Four days after infection with GATA-1 and HA-SLC35D3 viruses, differentiated G1ME cells were enriched using a BSA step gradient as described previously,²⁸  then fixed with 2% (wt/vol) paraformaldehyde/ 0.2% (wt/vol) glutaraldehyde in PHEM buffer (60mM Pipes, 25mM HEPES, 10mM EGTA, and 2mM MgCl₂, pH 6.9) and processed for ultracryomicrotomy as described previously.^21,32  Ultrathin cryosections were prepared with an ultracryomicrotome Ultracut FCS (Leica Microsystems), and immunogold labeled with mouse or rat anti-HA.11 Ab (Roche Applied Science), followed by protein A conjugated to 10-nm gold particles (Cell Microscopy Center, University Medical Center Utrecht, Utrecht, Netherlands). Sections were analyzed by electron microscopy under a Philips CM120 (FEI) or a JEOL 1200CX microscope, and digital acquisitions were made with a numeric camera Keen View (Soft Imaging System).

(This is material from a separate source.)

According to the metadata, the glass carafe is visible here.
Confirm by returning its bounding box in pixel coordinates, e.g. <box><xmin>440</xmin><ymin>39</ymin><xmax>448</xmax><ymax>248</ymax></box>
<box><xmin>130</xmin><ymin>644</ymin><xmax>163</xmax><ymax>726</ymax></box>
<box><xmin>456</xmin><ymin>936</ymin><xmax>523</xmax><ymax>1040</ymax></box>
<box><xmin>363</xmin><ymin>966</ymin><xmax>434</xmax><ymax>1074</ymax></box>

Subcellular fractionation was performed as described previously³³  with minor modifications. Briefly, 4 days after infection with GATA-1 retrovirus, differentiated G1ME cells were washed twice and resuspended in 2 mL of cold RCD buffer (180mM NaCl, 38mM KCl, 1.7mM NaHCO₃, 21.2mM sodium citrate, 27.8mM D-glucose, 1.1mM MgCl₂, and 1mM theophylline, pH 7.4) containing a protease inhibitor cocktail (Roche Diagnostics). Cells were disrupted by Dounce homogenization and postnuclear homogenates were fractionated over a 3-layer discontinuous Percoll gradient (Life Technologies) by centrifugation at 37 000g for 30 minutes at 4°C. Fractions were collected from the bottom, Percoll was removed by centrifugation at 100 000g for 90 minutes at 4°C, and aliquots of each fraction were analyzed by immunoblotting.

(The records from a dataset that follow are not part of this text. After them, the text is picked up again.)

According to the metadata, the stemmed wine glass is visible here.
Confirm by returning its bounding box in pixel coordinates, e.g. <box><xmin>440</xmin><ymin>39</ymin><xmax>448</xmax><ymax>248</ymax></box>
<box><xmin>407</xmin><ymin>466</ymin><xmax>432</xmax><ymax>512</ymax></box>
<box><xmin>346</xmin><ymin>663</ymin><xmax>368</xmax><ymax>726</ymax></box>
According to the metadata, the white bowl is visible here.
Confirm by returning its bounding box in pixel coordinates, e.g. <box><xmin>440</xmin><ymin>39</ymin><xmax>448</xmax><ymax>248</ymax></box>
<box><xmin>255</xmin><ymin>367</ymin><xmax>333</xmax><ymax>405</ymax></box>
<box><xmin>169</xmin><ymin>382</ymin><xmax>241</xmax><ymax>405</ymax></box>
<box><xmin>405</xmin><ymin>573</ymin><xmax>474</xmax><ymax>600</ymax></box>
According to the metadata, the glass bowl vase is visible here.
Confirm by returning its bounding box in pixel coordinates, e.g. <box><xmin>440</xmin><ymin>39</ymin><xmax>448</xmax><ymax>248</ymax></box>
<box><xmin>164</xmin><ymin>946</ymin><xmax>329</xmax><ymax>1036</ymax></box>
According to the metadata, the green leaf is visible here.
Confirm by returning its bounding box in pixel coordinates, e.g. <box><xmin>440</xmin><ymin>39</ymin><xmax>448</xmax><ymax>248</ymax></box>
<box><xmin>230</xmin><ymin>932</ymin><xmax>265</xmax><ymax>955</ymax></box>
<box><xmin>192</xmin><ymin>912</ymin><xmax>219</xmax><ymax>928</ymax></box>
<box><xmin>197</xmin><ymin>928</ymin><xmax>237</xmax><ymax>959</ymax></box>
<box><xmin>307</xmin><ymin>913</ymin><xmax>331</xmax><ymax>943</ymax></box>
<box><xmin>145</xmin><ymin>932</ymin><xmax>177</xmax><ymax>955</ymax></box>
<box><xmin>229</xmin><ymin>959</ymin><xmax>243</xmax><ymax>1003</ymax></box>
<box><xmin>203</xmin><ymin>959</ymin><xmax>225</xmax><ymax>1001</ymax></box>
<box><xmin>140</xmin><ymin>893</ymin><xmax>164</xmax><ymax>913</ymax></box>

Slc35d3 mRNA is expressed most highly in brain tissue and less in other tissues.²³  Because DG precursors form in MKs,³⁴  we investigated whether, like genes for some α-granule cargoes,³⁵ Slc35d3 expression is induced during MK differentiation from hematopoietic progenitors. FLCs isolated from C57BL/6J (wt) mice at prenatal day 13.5-14.5 were either harvested immediately or cultured for 8 days with Tpo to induce MK differentiation and then subjected to BSA gradient centrifugation. As previously shown,²⁸  the resulting cells are enriched in granular, multinucleated mature MKs that express CD41, CD42 and platelet factor-4. By real-time qRT-PCR analysis, whereas MRP4—which localizes at least in part to DGs in platelets³⁶ —was expressed at similar levels in FLCs and mature MKs, Slc35d3 mRNA was increased 8-fold in the mature MKs (Figure 1A). To test for protein expression, we probed immunoblots of FLCs, MKs, and platelet lysates with a polyclonal Ab raised against the C-terminal peptide of mouse SLC35D3 (Figure 1B). A specific band of M_r 48 000 (close to the predicted molecular weight of 45 000) was observed in MKs and platelets, but not in undifferentiated FLCs. The band was also observed in mouse melanocytes expressing exogenous mouse SLC35D3 from a recombinant retrovirus, but not in untransduced melanocytes, consistent with the absence of Slc35d3 mRNA in melanocytes²³  and confirming the identity of the band as SLC35D3. Other bands observed in both untransduced and transduced melanocytes represented cross-reactive species and not modified forms of SLC35D3. These data indicate that Slc35d3 expression is induced during MK differentiation.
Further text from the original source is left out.